William Faulkner & # 8217 ; s short narrative “ The Bear, ” adding an component of literary

history to Harper & # 8217 ; s thematics. From this volume besides comes the limited edition Photograph:

Negatives: History as Apple Tree ( 1972 ) . Nightmare Begins Responsibility, a

volume published in 1975, is another fluctuation on the poet & # 8217 ; s doctrine of affinity,

history, the wholistic existence, and an single & # 8217 ; s duty to all of these. In

many ways, it serves as the subsequence to both Song: I Want a Witness and Debridement

( 1973 ) , and is considered Harper & # 8217 ; s richest volume. In it, Harper uses verse forms to

reference affinity in a jazz-blues parlance ; to see the decease of his friend Ralph Albert

Dickey ; to confirm responsible action, like Jackie Robinson & # 8217 ; s, in the face of a racialist

incubus ; and to set up the poet & # 8217 ; s literary, personal, and historical ties to other

African American literary and historical figures. Images of Kin ( 1977 ) earned

Harper the Melville-Cane Award and a nomination for the 1978 National Book Award. Three

other volumes, Rhode Island. Eight Poems ( 1981 ) , Mending Song for the Inner Ear ( 1985 ) ,

and a limited edition entitled Songlines: Mosaics ( 1991 ) have since been published.

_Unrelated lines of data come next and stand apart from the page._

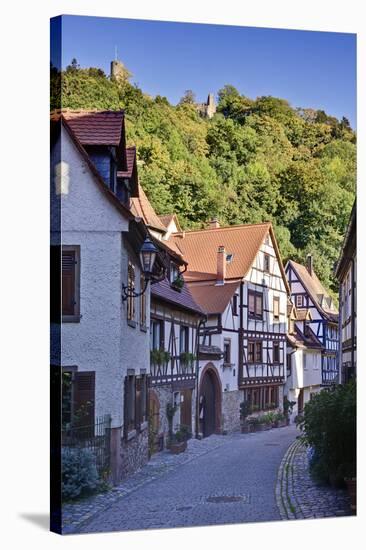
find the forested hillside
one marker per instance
(255, 160)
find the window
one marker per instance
(142, 302)
(235, 304)
(78, 398)
(184, 339)
(131, 287)
(140, 400)
(227, 352)
(255, 304)
(157, 334)
(299, 300)
(276, 308)
(70, 283)
(130, 403)
(267, 263)
(276, 352)
(258, 352)
(254, 351)
(173, 272)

By the mid 1970s, Harper & # 8217 ; s repute as a poet, bookman, and instructor was steadfastly

established. Among many other awards, such as the National Institute of Arts and Letters

Creative Writing Award ( 1972 ) , a Guggenheim family ( 1976 ) , and a National Endowment

for the Arts grant ( 1977 ) , Harper received an American specializer grant in 1977, with

which he traveled to Ghana, South Africa, Zaire, Senegal, Gambia, Botswana, Zambia, and

Tanzania. In several published interviews, Harper affirms the influence this trip had on

his thought and authorship. Among Harper & # 8217 ; s former pupils are Gayl Jones, Melvin Dixon, and

Anthony Walton. As a bookman, Harper has made several parts, including a

coaction with Robert Stepto entitled Chant of Saints: A Gathering of Afro-American

Literature, Art, and Scholarship, an edition of Sterling A. Brown & # 8217 ; s poesy, a limited

edition of Robert Hayden & # 8217 ; s American Journal and Every Shut Eye Ain & # 8217 ; t Sleep, an

anthology of African American poesy since 1945. Harper, poet laureate of the province of

Rhode Island, is presently a professor at Brown University, where he teaches literature

and originative authorship.

See besides: John O & # 8217 ; Brien, “ Michael Harper, ” in Interviews

with Black Writers, 1973, pp. 95-107. Edwin Fussell, “ Double-Conscious Poet in

the Veil, ” Parnassus 4 ( Fall/Winter 1975 ) : 5-28. Robert B. Stepto,

“ Michael S. Harper, Poet as Kinsman: The Family Sequences, ” Massachusetts

Review 17 ( Autumn 1976 ) : 477-502. Robert B. Stepto, “ After Modernism, After

Hibernation: Michael Harper, Robert Hayden and Jay Wright, ” in Chant of Saints. Angstrom

Gathering of African-american Literature, Art, and Scholarship, eds. Michael S. Harper et

al. , 1979, pp. 470-486. Michael S. Harper, “ My Poetic Technique and the Humanization

of the American Audience, ” in Black American Literature and Humanism, erectile dysfunction.

R. Baxter Miller, 1981, pp. 27-31. Gunter H. Lenz, “ Black Poetry and Black Music:

History and Tradition: Michael Harper and John Coltrane, ” in History and Tradition

in African-american Culture, 1984, pp. 277-319. Joseph Brown, “ Their Long Scars

Touch Ours: A Contemplation on the Poetry of Michael Harper, ” Callaloo 9.1

( 1986 ) : 209-220. “ Michael S. Harper: American Poet, ” Callaloo 13.4 ( Fall

1990 ) : 749-829.

From The Oxford Companion to African American Literature. Ed. William L.

Andrews, French republics Foster Smith and Trudier Harris. New York: Oxford University Press, 1997.